Je veux qu’on fasse des recherches.
    — Pour retrouver les deux
jeunes bandits huguenots ?
    — Non, le charcutier qui a cuisiné
ce pâté de mauviettes.
     

 
15
    Sous le haut plafond d’une salle à
manger du palais décoré d’une Diane chasseresse, de satyres couchés et de
chiens courants, c’est très miraculeux ce passereau si joli qui sautille d’un
air attentif et poli derrière des barreaux.
    Charly 9, en trousse bouffante
moirée, ouvre la cage et s’empare de l’oiseau dont il brise le cou. Il en est
fini du pépiement de cet « hôte de nos bois ». Il se retrouve aligné
sur la table à côté d’autres, la tête sous une aile, ayant l’air de dormir.

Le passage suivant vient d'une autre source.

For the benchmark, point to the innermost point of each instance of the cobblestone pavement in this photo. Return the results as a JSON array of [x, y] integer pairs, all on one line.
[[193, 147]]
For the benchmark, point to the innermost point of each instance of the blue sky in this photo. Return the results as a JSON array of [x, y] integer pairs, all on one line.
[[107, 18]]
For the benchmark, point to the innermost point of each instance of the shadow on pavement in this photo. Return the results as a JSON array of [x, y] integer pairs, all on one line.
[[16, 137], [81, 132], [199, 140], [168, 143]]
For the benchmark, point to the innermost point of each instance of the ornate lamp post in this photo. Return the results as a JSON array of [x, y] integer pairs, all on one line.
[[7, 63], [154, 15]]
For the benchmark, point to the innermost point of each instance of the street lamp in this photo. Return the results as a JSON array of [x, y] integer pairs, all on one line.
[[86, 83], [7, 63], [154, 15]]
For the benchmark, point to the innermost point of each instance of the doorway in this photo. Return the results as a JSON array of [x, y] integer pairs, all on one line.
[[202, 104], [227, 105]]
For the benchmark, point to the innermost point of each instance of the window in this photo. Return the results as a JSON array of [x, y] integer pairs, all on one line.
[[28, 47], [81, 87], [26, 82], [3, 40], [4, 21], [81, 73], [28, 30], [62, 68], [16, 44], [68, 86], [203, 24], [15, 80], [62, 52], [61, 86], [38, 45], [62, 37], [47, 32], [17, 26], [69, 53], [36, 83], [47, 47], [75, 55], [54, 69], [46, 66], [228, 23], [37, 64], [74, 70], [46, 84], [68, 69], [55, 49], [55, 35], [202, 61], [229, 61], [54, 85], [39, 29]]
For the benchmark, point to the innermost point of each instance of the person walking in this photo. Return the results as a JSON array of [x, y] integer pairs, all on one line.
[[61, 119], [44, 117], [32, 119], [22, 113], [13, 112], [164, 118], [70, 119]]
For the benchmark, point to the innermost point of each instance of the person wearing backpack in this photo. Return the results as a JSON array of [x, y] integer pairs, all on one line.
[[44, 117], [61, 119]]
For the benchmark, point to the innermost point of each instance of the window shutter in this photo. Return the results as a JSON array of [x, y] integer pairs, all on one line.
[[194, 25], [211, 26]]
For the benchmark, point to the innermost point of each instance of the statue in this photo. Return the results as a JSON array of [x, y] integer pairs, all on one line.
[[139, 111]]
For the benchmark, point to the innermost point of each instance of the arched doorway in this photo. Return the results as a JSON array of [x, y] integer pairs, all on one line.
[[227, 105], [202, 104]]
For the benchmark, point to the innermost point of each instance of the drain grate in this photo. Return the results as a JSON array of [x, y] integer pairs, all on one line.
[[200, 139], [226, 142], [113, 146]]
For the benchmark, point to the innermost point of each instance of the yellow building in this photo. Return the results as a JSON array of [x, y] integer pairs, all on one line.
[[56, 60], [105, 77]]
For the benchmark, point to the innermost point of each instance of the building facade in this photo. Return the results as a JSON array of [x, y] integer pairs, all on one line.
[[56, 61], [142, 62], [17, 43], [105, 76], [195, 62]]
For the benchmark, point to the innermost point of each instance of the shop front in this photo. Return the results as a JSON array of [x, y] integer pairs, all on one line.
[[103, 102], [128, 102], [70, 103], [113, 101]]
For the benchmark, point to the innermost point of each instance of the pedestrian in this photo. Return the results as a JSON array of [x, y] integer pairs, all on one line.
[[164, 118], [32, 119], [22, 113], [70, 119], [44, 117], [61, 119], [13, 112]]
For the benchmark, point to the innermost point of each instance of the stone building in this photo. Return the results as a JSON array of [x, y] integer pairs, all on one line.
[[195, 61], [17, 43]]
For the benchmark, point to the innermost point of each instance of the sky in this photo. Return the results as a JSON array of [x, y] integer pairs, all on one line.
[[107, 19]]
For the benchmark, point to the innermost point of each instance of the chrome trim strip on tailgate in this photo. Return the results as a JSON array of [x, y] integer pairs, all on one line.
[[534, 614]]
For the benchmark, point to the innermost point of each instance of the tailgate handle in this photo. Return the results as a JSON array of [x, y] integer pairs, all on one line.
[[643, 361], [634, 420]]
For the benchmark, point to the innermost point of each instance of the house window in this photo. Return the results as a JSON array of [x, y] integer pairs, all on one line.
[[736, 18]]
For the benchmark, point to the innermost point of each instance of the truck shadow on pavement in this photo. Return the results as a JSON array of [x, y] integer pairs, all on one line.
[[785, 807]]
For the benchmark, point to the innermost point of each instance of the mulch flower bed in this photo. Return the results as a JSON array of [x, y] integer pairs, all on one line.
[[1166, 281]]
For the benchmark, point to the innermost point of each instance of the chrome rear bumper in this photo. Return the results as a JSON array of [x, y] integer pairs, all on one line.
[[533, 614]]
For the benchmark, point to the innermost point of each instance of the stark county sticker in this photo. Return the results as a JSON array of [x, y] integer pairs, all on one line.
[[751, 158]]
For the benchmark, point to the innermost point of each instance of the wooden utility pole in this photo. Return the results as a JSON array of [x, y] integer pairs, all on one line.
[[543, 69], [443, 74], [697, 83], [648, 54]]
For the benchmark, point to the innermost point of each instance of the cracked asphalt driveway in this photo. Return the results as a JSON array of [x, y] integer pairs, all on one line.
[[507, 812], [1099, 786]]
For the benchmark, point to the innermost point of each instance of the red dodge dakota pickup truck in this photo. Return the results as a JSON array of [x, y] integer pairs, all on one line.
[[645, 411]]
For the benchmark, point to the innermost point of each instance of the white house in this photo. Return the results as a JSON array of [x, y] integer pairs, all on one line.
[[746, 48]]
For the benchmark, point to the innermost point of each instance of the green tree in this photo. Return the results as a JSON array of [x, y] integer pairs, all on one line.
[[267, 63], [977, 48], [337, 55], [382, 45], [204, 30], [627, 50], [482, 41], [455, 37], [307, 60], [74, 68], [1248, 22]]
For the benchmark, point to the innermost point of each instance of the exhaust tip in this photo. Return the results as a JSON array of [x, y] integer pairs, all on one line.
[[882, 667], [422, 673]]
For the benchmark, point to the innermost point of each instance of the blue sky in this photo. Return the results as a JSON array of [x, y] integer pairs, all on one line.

    — Goûtez donc de ce pâté en
croûte auprès des mauviettes étalées, Ronsard, et me direz si ce n’est pas une
merveille comme vos poèmes, déclare le roi en ouvrant la porte d’une autre
cage.
    — Que faites-vous, Sire ?
s’inquiète, à quarante-huit ans, le bucolique poète de la Pléiade qui préfère
la salade.
    — Je casse des cous
d’alouettes.
    « Commeint ? »
demande de répéter, avec son accent vendômois, le quasi sourd Ronsard, paume
rabattant le pavillon d’une oreille vers le monarque qui élève la voix :
    — JE CASSE DES COUS
D’ALOUETTES ! Ça me calme et puis ça aide en cuisine car j’ai ordonné au
charcutier retrouvé que j’ai nommé maître pâtissier alouettier, fournisseur
officiel de la Couronne, qu’il serve dorénavant de sa succulente terrine à tous
les repas du Louvre.
    — Altesse, il va falloir en
attraper, chaque jour au filet, des petits oiseaux pour les trois mille membres
de la Cour ! Cette recette, parmi les volatiles d’Île-de-France, sera une
vraie Saint-Barthé…
    — Vous, qui êtes aussi mon
aumônier ordinaire, avez plutôt applaudi au massacre des huguenots. N’est-ce
pas, cher humaniste ?
    Le collègue tonsuré de Joachim du
Bellay arrondit à nouveau une paume autour de l’oreille :
    — Commeint ?
    — ÇA VOUS A PLU LA
SAINT-BARTHÉLEMY, HEIN, RONSARD !?
    — Oui.
    — Voulez-vous casser des cous
d’alouettes avec moi ?
    — Non merci. J’aime mieux
cueillir la boursette touffue, la pâquerette à la feuille menue, la pimprenelle
heureuse pour le sang, pour la rate, et pour le mal de flanc.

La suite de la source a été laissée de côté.